One-hundred-and-thirty-five countries agreed today to the global tax deal that Joe Biden and Janet Yellen have long wanted. The arrangement would establish a global minimum corporate-tax rate of 15 percent and reduce the sovereignty of countries to make their own tax policy. That includes the sovereignty of the United States, and Congress should do everything in its power to scuttle this deal.
For a long time, many on the left have decried the “race to the bottom” in corporate taxes. The argument goes like this: One country cuts its corporate tax rate to lure businesses to its shores, then another country undercuts the first country, then another, and so on. Businesses chase these lower rates all around the world, and the countries that choose not to play along wind up with no revenue.
The problem with that argument is that it hasn’t happened. What has been derided as a race to the bottom in reality has been more of a slow glide to the middle. Over the past 40 years, corporate tax rates have slowly declined across the board, and the worldwide average in the past ten years has settled right around 25 percent. The distribution has also become less variable over that span: The most common statutory rates globally are between 20 and 25 percent.

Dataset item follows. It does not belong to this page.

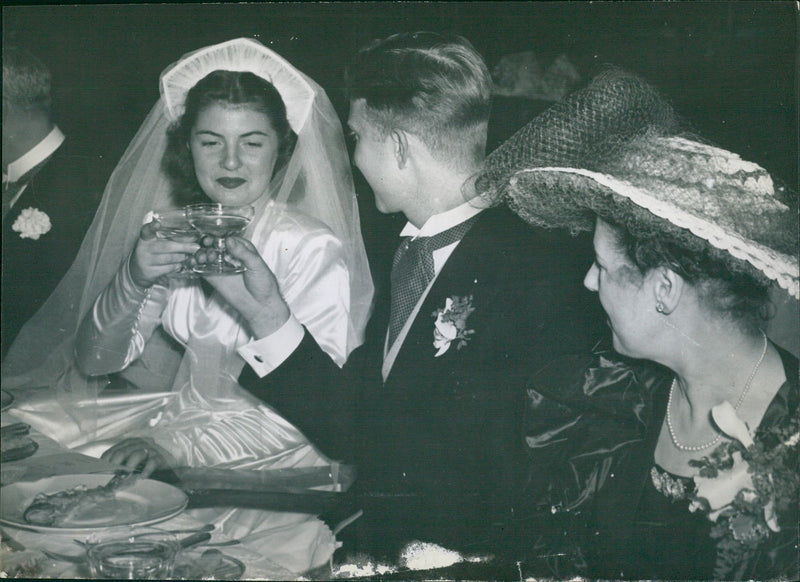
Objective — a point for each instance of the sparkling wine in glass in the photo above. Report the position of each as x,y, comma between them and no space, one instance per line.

The United States used to be far above the global average. The federal statutory corporate-tax rate was 35 percent until the 2017 Tax Cuts and Jobs Act reduced it to 21 percent, where it currently stands. The domestic political agenda behind Biden and Yellen’s global antics is obvious. Democrats want to raise the federal corporate rate back above the global average again, to 26.5 percent. Since states also levy corporate taxes, the average corporate-tax rate for the U.S. would be 30.9 percent, which would be third-highest in the OECD, trailing only Colombia and Portugal. The Biden administration has made great play of the importance it attaches to competition when it is agitating for an aggressive antitrust policy, but that enthusiasm mysteriously wanes when it comes to taxation.
Large, powerful countries shouldn’t force smaller, weaker countries to adopt tax policies that facilitate the large countries’ extraction of revenue from corporations. In any other context, the Left would cry, “Imperialism!” but apparently tolerance of global differences must be set aside if it gets in the way of revenue. Setting tax policy is an inherent power of governments, and it should be left to them, not outsourced by international agreement.
That goes for the United States, too. Our Constitution unambiguously puts the power of taxation in the hands of Congress. Not the president, or the Treasury secretary, or the whims of the international community expressed in a multilateral agreement.
Our Constitution also puts the power to approve treaties in the hands of the Senate and subjects such approval to a two-thirds vote threshold. Senators Pat Toomey, Mike Crapo, and Jim Risch have expressed concern that the Biden administration will circumvent that requirement. This agreement is a tax treaty and must be treated as such within the American constitutional system. Without the advice and consent of the Senate and a two-thirds vote of approval, it cannot be considered binding on American tax policy. The last thing we need is a rerun of the Iran deal, which President Obama put into effect over the objections of a bipartisan majority of senators.
As tax policy and as foreign policy, this global tax cartel should be rejected.